Há apenas uma década, a política externa dos Estados Unidos para a América Latina parecia caminhar para o fim das intervenções militares. Em 2013, o então presidente Barack Obama declarou que a Doutrina Monroe — por quase dois séculos usada para justificar a supremacia militar dos EUA no continente — estava “morta”.
Agora, o conceito que sustentou invasões, golpes e operações militares na região volta ao centro do debate, aponta reportagem do jornal estadunidense The New York Times. O presidente Donald Trump ordenou ao Pentágono que use força militar contra determinados cartéis de drogas latino-americanos, decisão que levanta receios de novas ações armadas nos países vizinhos.
O alcance da ordem ainda é incerto, mas México e Venezuela — onde o governo dos EUA já designou cartéis como organizações terroristas — estão entre os mais expostos. Em outras nações, como o Equador, que nos últimos anos enfrentou ondas de violência ligadas ao narcotráfico, a possibilidade de tropas estrangeiras gera rejeição.
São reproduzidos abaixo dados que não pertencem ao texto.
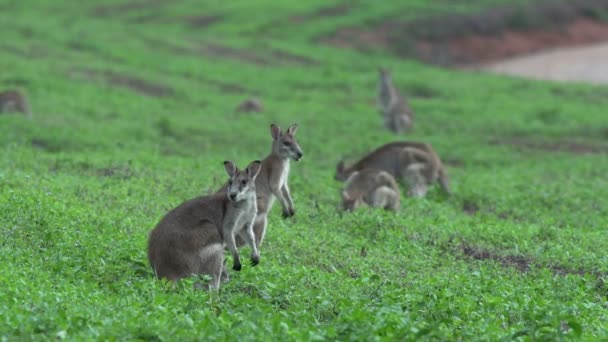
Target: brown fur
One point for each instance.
(250, 105)
(398, 115)
(13, 101)
(373, 188)
(406, 160)
(272, 180)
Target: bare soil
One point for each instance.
(492, 35)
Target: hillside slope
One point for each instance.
(133, 107)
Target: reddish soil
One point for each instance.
(551, 146)
(495, 34)
(476, 48)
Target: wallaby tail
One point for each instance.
(444, 181)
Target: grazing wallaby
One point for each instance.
(272, 180)
(190, 239)
(398, 115)
(416, 163)
(373, 188)
(14, 101)
(250, 105)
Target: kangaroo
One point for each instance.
(272, 180)
(250, 105)
(190, 239)
(398, 115)
(373, 188)
(415, 163)
(14, 101)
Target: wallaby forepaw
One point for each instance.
(237, 266)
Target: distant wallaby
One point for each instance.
(398, 115)
(272, 180)
(415, 163)
(14, 101)
(250, 105)
(373, 188)
(190, 239)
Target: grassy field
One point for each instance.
(133, 107)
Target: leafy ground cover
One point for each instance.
(133, 108)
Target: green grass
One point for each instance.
(85, 180)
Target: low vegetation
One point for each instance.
(133, 112)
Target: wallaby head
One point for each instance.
(284, 144)
(242, 182)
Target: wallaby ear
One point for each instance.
(230, 168)
(275, 131)
(254, 168)
(292, 129)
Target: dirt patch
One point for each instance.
(202, 21)
(524, 264)
(119, 9)
(290, 58)
(262, 55)
(551, 146)
(494, 34)
(45, 145)
(216, 50)
(30, 52)
(138, 85)
(520, 263)
(332, 11)
(122, 172)
(141, 86)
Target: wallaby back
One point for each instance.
(371, 187)
(387, 158)
(177, 246)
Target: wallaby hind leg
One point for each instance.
(386, 198)
(413, 173)
(225, 276)
(416, 180)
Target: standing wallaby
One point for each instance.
(190, 239)
(415, 163)
(371, 187)
(272, 180)
(398, 115)
(14, 101)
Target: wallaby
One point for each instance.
(415, 163)
(190, 239)
(250, 105)
(13, 101)
(398, 115)
(272, 180)
(373, 188)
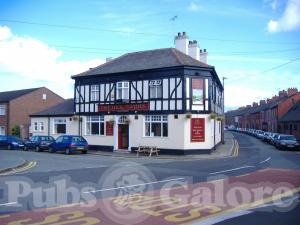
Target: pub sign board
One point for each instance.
(197, 129)
(124, 107)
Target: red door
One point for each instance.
(123, 136)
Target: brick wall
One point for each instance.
(4, 118)
(22, 107)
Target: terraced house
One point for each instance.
(161, 97)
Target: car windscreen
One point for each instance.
(288, 138)
(77, 139)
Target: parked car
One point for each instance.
(69, 144)
(273, 138)
(39, 143)
(11, 142)
(287, 142)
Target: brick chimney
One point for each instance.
(262, 102)
(292, 91)
(282, 94)
(182, 42)
(194, 50)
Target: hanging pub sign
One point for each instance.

“Sou um conservador de direita, então quero cidadãos armados e o Exército atirando de fato. Mas eu não concordaria com soldados estrangeiros no Equador”, afirmou Patricio Endara, empresário de Quito, capital equatoriana.
Memória de fracassos e imposições
Na Colômbia, o senador Iván Cepeda classificou intervenções externas como “fórmulas que demonstraram, até a exaustão, seu fracasso”. Já o acadêmico guatemalteco Fernando González Davidson afirmou que essas ações “causam um dano imenso” e muitas vezes buscam “trocar regimes”: “Os EUA deixam o poder nas mãos de uma classe corrupta e criminosa alinhada aos seus próprios interesses”.
O histórico de intervenções é extenso. Em 1954, um golpe apoiado por Washington depôs o presidente democraticamente eleito da Guatemala sob o argumento de que sua reforma agrária ameaçava a United Fruit Co., gigante estadunidense que controlava grandes áreas no país. O episódio tornou-se um símbolo do uso da política externa como instrumento de defesa de interesses econômicos dos EUA, acima da soberania local.
Do Caribe à América Central
No início do século XX, o poder militar dos EUA se fez sentir em várias frentes: ocupação do Haiti entre 1915 e 1934; presença na República Dominicana de 1916 a 1924 para controlar dívidas externas; incursões repetidas em Honduras nas décadas de 1910 e 1920; e ocupação da Nicarágua de 1912 a 1933 para evitar a construção de um canal por outra potência.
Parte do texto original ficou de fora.